Well that’s what it’s like with M.E., well for me it is anyway. I am so physically, mentally and emotionally fatigued that I have no emotional resilience at all, EVER. If someone’s kind to me, I cry. If someone’s mean to me, I cry. If it’s too loud or bright and it hurts, I cry. If I see a baby on tv, I….. well you get the picture.
Mr M.E finds this quite endearing most of the time and calls me a soppy old tart, a big softy and a delicate flower, all of which I choose to take as signs of affection…that also make me…yes, yes I know, you get it.
My point is that, not being able to control my emotions can make existing in the real world, which is quite a harsh place, very difficult. There are many things about having M.E. that make it difficult, if not impossible to work but I don’t think people talk about this one much.
Before I had to give up work I had several embarrassing situations where I cried in front of people inappropriately and to them seemingly inexplicably, I’m sure. I’ve also had several situations where I have been unable to deal with everyday stresses because of the emotional impact and aforementioned onset of tears or extreme anger followed by tears.
When people look at me and think or say “but you are still bright, capable and articulate, you could be working?!” I try to take it as a compliment, frustrating though it may, be but I’d like to explain to them.
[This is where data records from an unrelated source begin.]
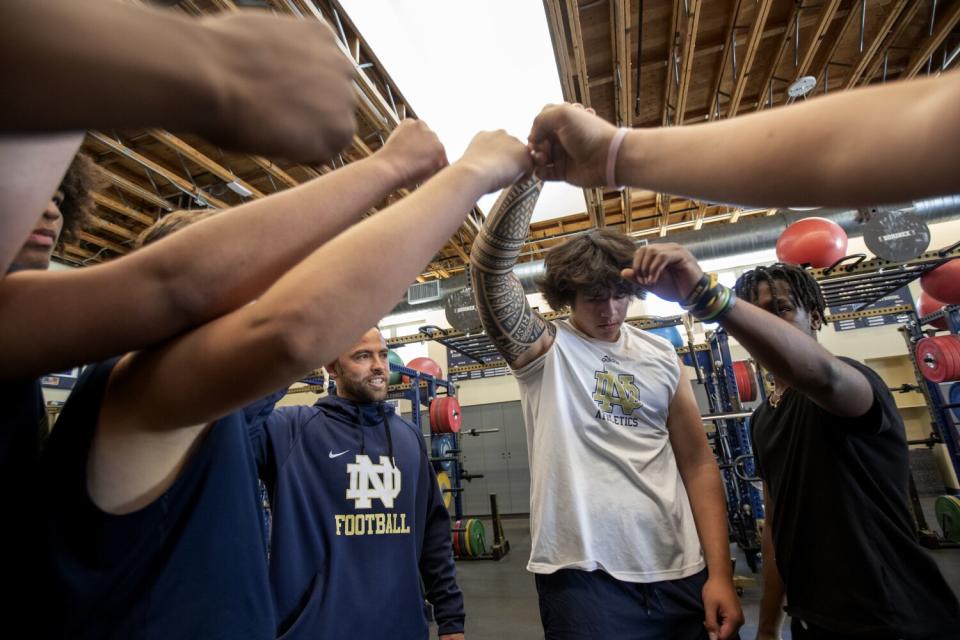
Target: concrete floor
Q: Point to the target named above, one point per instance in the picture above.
(501, 600)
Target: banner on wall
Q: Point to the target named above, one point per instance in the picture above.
(62, 380)
(896, 298)
(456, 359)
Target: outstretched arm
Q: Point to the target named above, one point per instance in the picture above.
(701, 478)
(208, 269)
(671, 272)
(114, 65)
(771, 602)
(159, 399)
(875, 145)
(518, 333)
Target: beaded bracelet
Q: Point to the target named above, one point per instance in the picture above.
(709, 301)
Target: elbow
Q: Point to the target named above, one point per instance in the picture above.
(292, 340)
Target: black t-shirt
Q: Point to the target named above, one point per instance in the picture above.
(23, 426)
(192, 564)
(844, 538)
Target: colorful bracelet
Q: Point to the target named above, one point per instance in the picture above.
(612, 152)
(709, 301)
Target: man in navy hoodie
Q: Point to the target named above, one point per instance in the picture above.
(358, 518)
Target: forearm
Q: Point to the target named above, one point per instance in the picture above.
(870, 146)
(501, 301)
(707, 501)
(799, 361)
(32, 168)
(258, 242)
(118, 64)
(185, 280)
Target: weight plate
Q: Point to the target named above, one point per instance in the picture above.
(475, 531)
(746, 386)
(394, 359)
(954, 396)
(441, 446)
(947, 510)
(443, 480)
(445, 415)
(896, 235)
(931, 359)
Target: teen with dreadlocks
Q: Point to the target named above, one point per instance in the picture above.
(832, 451)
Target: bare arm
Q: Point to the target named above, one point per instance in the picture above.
(159, 399)
(204, 271)
(671, 272)
(31, 169)
(519, 334)
(874, 145)
(122, 65)
(771, 603)
(701, 478)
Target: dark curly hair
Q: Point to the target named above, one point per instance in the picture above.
(803, 288)
(590, 263)
(170, 223)
(78, 185)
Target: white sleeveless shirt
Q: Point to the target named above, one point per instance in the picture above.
(605, 491)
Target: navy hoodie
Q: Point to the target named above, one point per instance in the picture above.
(358, 521)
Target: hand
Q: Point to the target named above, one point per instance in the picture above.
(722, 607)
(499, 158)
(285, 88)
(667, 270)
(570, 143)
(414, 153)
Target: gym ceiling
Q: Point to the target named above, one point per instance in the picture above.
(698, 61)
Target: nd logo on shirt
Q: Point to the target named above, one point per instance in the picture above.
(369, 482)
(616, 390)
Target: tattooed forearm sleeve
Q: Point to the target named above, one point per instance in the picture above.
(509, 321)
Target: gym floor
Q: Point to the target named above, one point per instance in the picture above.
(501, 600)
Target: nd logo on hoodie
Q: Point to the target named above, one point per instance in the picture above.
(370, 482)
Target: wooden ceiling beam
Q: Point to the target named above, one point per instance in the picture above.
(753, 45)
(109, 203)
(100, 242)
(115, 229)
(182, 183)
(827, 14)
(822, 74)
(275, 171)
(870, 51)
(724, 61)
(622, 68)
(691, 26)
(201, 159)
(933, 42)
(775, 62)
(77, 250)
(906, 18)
(579, 59)
(560, 52)
(671, 76)
(135, 189)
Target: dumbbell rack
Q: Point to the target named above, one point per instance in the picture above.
(944, 423)
(731, 441)
(422, 387)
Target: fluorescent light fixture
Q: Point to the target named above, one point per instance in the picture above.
(239, 189)
(468, 67)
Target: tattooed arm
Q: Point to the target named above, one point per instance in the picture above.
(519, 333)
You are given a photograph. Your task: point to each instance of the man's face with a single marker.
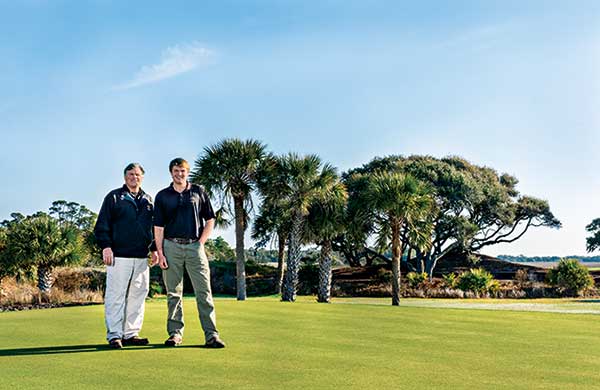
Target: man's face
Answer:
(179, 175)
(133, 178)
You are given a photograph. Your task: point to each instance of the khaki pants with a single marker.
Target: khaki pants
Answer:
(127, 282)
(192, 258)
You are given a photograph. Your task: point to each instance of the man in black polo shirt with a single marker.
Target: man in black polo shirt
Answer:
(183, 221)
(124, 232)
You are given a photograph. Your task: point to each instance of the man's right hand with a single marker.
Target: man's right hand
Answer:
(162, 261)
(107, 256)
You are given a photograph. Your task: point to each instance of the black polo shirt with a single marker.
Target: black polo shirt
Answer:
(182, 215)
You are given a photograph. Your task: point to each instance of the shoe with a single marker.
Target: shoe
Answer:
(135, 340)
(173, 341)
(115, 343)
(214, 342)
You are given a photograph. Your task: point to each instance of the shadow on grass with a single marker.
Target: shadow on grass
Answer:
(83, 348)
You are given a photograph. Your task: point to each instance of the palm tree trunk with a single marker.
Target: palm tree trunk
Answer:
(396, 256)
(290, 283)
(324, 294)
(45, 280)
(240, 256)
(280, 256)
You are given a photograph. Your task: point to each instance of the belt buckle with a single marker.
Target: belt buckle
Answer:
(183, 241)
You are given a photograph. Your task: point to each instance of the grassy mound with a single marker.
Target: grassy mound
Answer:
(307, 345)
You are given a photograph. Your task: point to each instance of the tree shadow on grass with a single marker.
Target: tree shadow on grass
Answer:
(63, 349)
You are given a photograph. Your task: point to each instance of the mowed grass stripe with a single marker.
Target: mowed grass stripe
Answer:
(273, 344)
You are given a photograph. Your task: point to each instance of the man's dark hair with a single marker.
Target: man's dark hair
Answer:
(178, 162)
(130, 166)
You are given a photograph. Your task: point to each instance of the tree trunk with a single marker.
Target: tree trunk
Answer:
(280, 256)
(324, 294)
(290, 283)
(396, 257)
(45, 280)
(240, 256)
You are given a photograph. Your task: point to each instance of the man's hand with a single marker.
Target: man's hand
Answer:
(154, 259)
(107, 256)
(162, 261)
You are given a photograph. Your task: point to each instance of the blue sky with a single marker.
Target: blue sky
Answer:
(88, 86)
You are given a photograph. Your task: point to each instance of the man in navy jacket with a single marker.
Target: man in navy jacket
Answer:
(124, 232)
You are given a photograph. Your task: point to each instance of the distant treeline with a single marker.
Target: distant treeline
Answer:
(526, 259)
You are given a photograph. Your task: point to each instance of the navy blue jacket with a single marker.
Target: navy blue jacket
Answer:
(125, 224)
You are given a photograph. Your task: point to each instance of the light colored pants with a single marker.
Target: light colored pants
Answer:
(127, 284)
(192, 258)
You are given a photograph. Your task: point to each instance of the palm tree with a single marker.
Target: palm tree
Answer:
(325, 222)
(41, 242)
(399, 202)
(296, 182)
(272, 224)
(227, 171)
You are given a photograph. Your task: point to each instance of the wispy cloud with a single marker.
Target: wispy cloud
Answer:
(481, 37)
(175, 60)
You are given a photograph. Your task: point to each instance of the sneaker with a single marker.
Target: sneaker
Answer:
(135, 340)
(173, 341)
(115, 343)
(214, 342)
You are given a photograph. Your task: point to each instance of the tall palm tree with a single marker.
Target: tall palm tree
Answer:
(271, 224)
(399, 202)
(296, 182)
(325, 222)
(227, 170)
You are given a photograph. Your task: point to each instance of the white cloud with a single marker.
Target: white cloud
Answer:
(175, 60)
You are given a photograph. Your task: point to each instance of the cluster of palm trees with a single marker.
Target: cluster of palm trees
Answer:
(302, 201)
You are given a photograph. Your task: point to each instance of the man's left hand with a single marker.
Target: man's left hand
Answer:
(153, 259)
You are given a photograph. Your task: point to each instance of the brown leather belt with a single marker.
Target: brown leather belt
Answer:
(182, 241)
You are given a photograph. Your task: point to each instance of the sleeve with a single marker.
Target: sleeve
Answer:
(103, 228)
(159, 211)
(152, 246)
(206, 212)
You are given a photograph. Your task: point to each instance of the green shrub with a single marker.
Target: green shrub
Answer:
(384, 276)
(308, 279)
(570, 277)
(415, 279)
(450, 280)
(476, 280)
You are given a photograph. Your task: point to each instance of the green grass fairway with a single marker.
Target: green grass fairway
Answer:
(360, 344)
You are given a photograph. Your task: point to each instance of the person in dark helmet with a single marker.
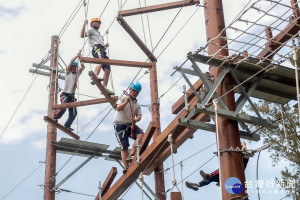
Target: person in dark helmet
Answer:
(68, 94)
(128, 113)
(213, 176)
(98, 49)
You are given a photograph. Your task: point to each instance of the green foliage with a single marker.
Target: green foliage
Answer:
(282, 147)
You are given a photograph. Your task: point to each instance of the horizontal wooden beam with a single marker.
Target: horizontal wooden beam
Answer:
(116, 62)
(61, 127)
(83, 103)
(102, 88)
(136, 38)
(159, 7)
(108, 181)
(286, 34)
(179, 104)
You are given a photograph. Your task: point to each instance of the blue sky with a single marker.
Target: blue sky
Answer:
(27, 27)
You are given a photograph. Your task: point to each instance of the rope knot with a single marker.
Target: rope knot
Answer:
(141, 177)
(170, 138)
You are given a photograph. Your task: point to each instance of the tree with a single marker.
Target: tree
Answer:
(285, 140)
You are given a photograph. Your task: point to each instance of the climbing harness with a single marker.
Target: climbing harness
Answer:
(132, 117)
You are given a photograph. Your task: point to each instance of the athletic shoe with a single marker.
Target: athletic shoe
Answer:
(125, 170)
(130, 157)
(192, 186)
(205, 176)
(99, 78)
(110, 92)
(69, 128)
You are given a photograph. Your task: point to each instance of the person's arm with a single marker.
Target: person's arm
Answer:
(72, 60)
(121, 106)
(137, 118)
(82, 33)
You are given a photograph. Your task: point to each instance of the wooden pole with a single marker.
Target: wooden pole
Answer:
(50, 167)
(231, 164)
(158, 175)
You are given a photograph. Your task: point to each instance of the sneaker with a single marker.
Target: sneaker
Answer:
(110, 92)
(130, 157)
(125, 170)
(205, 176)
(99, 78)
(69, 128)
(192, 186)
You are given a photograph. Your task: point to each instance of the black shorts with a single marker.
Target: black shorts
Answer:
(97, 51)
(123, 133)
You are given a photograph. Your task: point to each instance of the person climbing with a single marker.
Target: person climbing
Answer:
(98, 49)
(128, 113)
(68, 94)
(213, 176)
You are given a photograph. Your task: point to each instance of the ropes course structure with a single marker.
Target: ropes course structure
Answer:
(246, 50)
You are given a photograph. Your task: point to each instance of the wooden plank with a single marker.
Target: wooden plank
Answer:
(159, 7)
(187, 133)
(175, 196)
(116, 62)
(61, 127)
(179, 104)
(135, 169)
(108, 181)
(82, 103)
(136, 38)
(102, 88)
(146, 138)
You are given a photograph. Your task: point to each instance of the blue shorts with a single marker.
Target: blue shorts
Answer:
(123, 133)
(97, 51)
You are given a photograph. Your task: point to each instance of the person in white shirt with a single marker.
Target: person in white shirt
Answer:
(68, 94)
(98, 49)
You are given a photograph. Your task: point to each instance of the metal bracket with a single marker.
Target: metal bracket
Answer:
(138, 146)
(186, 103)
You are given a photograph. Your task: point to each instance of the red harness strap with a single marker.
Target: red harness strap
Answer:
(132, 117)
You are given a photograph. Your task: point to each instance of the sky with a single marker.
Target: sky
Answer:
(27, 27)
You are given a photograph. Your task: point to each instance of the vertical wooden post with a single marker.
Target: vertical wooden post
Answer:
(159, 176)
(231, 162)
(50, 167)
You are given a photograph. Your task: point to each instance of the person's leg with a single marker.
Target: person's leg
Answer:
(124, 155)
(72, 116)
(63, 99)
(106, 76)
(98, 69)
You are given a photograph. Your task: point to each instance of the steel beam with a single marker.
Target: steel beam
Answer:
(212, 128)
(237, 116)
(159, 7)
(116, 62)
(72, 173)
(38, 66)
(35, 71)
(83, 103)
(136, 38)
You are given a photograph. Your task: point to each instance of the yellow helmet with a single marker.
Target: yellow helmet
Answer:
(95, 20)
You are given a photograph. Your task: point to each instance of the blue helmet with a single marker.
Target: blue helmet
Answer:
(75, 64)
(136, 86)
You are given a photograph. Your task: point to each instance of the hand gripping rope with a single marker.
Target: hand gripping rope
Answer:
(132, 117)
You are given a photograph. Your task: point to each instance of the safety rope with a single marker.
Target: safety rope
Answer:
(295, 57)
(174, 182)
(284, 128)
(181, 171)
(132, 115)
(141, 178)
(215, 102)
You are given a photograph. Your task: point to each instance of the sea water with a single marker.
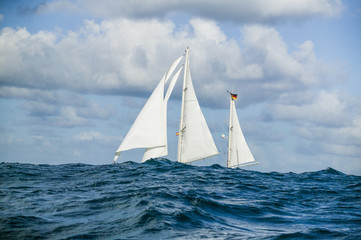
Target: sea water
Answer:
(162, 199)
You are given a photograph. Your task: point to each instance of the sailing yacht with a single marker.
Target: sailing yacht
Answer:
(149, 130)
(238, 154)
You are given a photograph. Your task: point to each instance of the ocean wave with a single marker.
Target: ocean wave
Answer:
(162, 199)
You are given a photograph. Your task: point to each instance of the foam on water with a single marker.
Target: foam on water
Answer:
(161, 199)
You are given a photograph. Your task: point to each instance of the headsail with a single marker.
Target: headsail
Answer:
(238, 150)
(195, 140)
(149, 129)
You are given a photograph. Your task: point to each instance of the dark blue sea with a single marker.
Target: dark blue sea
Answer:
(161, 199)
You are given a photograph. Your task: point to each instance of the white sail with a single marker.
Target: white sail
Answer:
(149, 129)
(238, 150)
(195, 139)
(162, 150)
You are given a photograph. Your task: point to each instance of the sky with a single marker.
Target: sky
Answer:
(75, 74)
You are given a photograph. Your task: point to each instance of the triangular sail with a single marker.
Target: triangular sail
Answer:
(195, 139)
(162, 150)
(149, 129)
(238, 150)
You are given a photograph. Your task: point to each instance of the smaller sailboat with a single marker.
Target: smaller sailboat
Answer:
(239, 154)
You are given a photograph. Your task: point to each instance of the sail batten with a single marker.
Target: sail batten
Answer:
(149, 130)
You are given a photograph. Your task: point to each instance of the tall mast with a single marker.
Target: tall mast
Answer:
(181, 130)
(230, 131)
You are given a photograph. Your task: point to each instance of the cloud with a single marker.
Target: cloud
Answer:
(112, 57)
(92, 135)
(259, 11)
(58, 108)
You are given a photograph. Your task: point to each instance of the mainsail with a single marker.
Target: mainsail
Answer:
(238, 151)
(195, 140)
(150, 128)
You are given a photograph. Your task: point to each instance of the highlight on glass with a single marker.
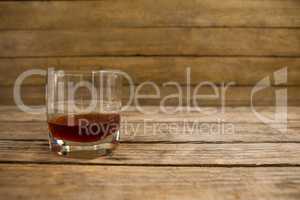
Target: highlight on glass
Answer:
(83, 111)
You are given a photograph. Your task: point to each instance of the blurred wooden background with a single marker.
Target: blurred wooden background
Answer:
(221, 41)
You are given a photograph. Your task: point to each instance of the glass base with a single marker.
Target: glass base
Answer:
(86, 150)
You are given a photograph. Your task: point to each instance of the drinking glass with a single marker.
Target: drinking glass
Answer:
(83, 111)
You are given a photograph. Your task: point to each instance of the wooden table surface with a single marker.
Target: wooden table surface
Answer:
(255, 162)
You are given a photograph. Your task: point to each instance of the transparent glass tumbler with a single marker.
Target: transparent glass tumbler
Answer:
(83, 112)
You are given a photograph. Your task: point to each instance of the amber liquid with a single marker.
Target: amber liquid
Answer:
(90, 127)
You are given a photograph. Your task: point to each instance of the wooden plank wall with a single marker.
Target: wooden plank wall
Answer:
(221, 41)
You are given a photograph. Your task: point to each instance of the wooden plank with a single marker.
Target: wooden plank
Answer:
(234, 96)
(174, 132)
(160, 69)
(232, 154)
(123, 182)
(164, 13)
(152, 41)
(207, 114)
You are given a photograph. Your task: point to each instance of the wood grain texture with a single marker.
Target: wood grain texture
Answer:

I’d like to say that what they don’t understand (apart from all the other pain, headaches, dizziness, nausea and exhaustion that make dragging my carcass about extremely difficult) is that at any given frazzled moment I could embarrassingly lose control of my emotions and cry on them.
Employers don’t tend to like that and in my experience are not at all tolerant or supportive of it.
Worst true story – after a lengthy bad relapse a few years ago, I felt well enough to have a stab at the interview market and one lady was so nice to me, saying what a great attitude I had and how brave I was that the tears just streamed unbidden down my face in the interview. Needless to say that I didn’t get the job.
So even if you think it can seem that I can do certain things at certain times, the truth is, I cannot do them consistently. If I get myself to the point of gainful employment, I am very unlikely to be able to deal with it emotionally (or physically) on an ongoing basis. The more tired I am, the more my other symptoms flare up and the more emotionally vulnerable I become. Then it is only a matter of time before I crash.
The only answer, longer term, will be to be able to fulfil my ambition of doing something that I can do quietly at home with lots of rest and very little ‘over stimulation’. #dreamsandambitions.